Abstract

TECHNICAL education may be regarded as falling naturally into two main divisions, (1) the education of the higher ranks of those engaged in industrial work, and (2) the education of the rank and file. From time to time one or other of these divisions occupies the more prominent place in the public interest. Recently, probably as a result of the discussions following the publication of the reports of the Poor Law Commission, special prominence has been given in the Press and elsewhere to the problem of the industrial education of those who will become in the near future the skilled workmen, artisans, and craftsmen of this country. Two recent attempts to influence public opinion in this matter may be here briefly recorded.

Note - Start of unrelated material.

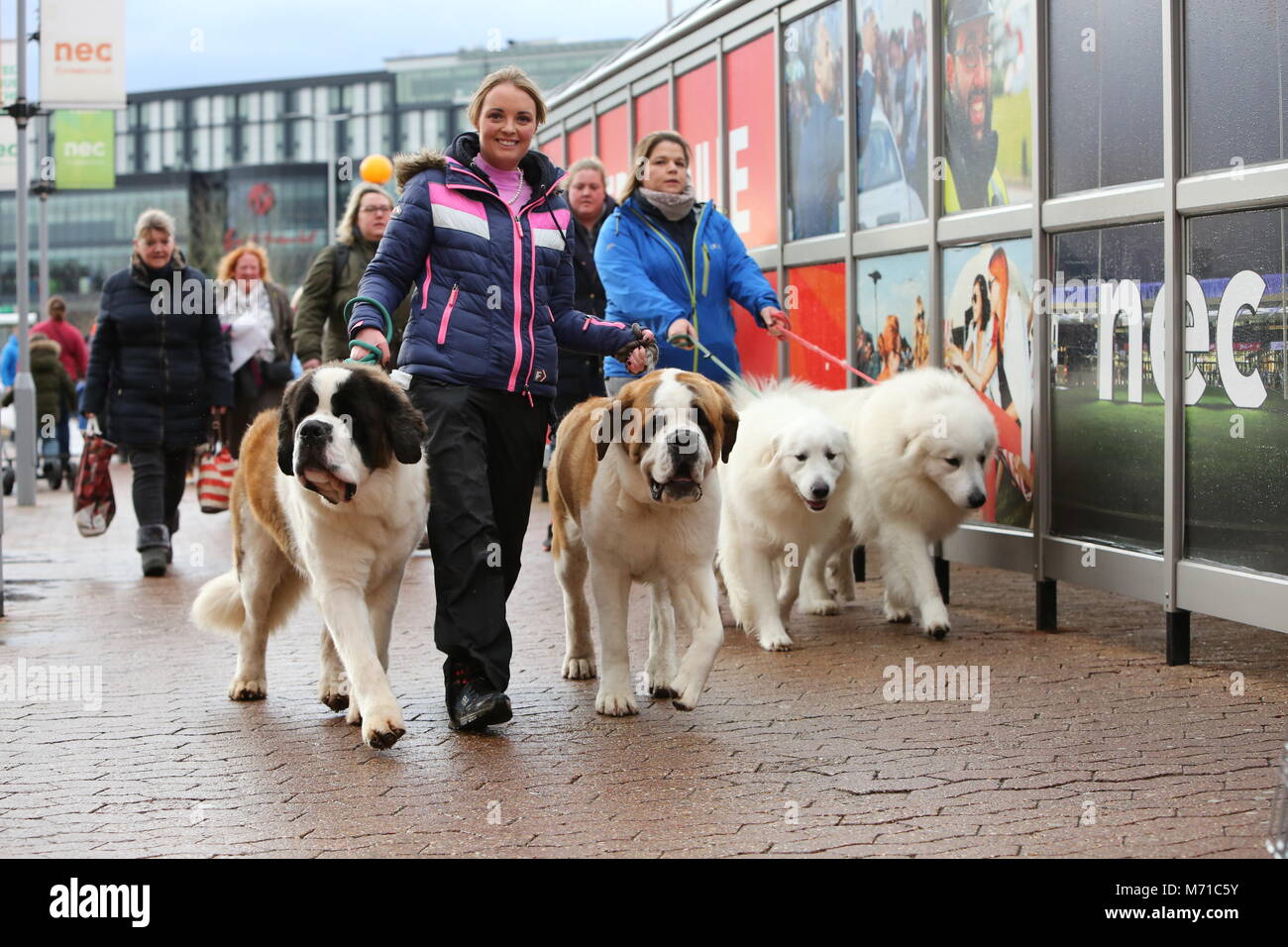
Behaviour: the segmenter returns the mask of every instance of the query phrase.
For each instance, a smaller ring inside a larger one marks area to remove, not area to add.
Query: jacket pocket
[[[452,309],[456,308],[456,296],[460,294],[460,283],[452,283],[452,295],[447,298],[447,307],[443,309],[443,318],[438,321],[438,344],[447,341],[447,323],[452,320]]]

Probably the more useful of the two is an attempt to organise a National Industrial Education League, the main object of which, in the language of its promoters, is “to make elementary education go hand in hand with industrial training, and to stop the criminal waste of the nation's best asset by giving our boys, before leaving school, a sound elementary industrial training.” This proposal “has already received the approval of fifty-seven trades' councils, and of the representatives of 3,000,000 of industrial workers.” In addition, promises of support have been received from many large employers of labour, distinguished educationists, and well known public men. Special stress is laid upon the fact that, “while the present system of technical education has benefitted many, it has left uncared for, and can never reach, the bulk of the children who are destined to become industrial workers.”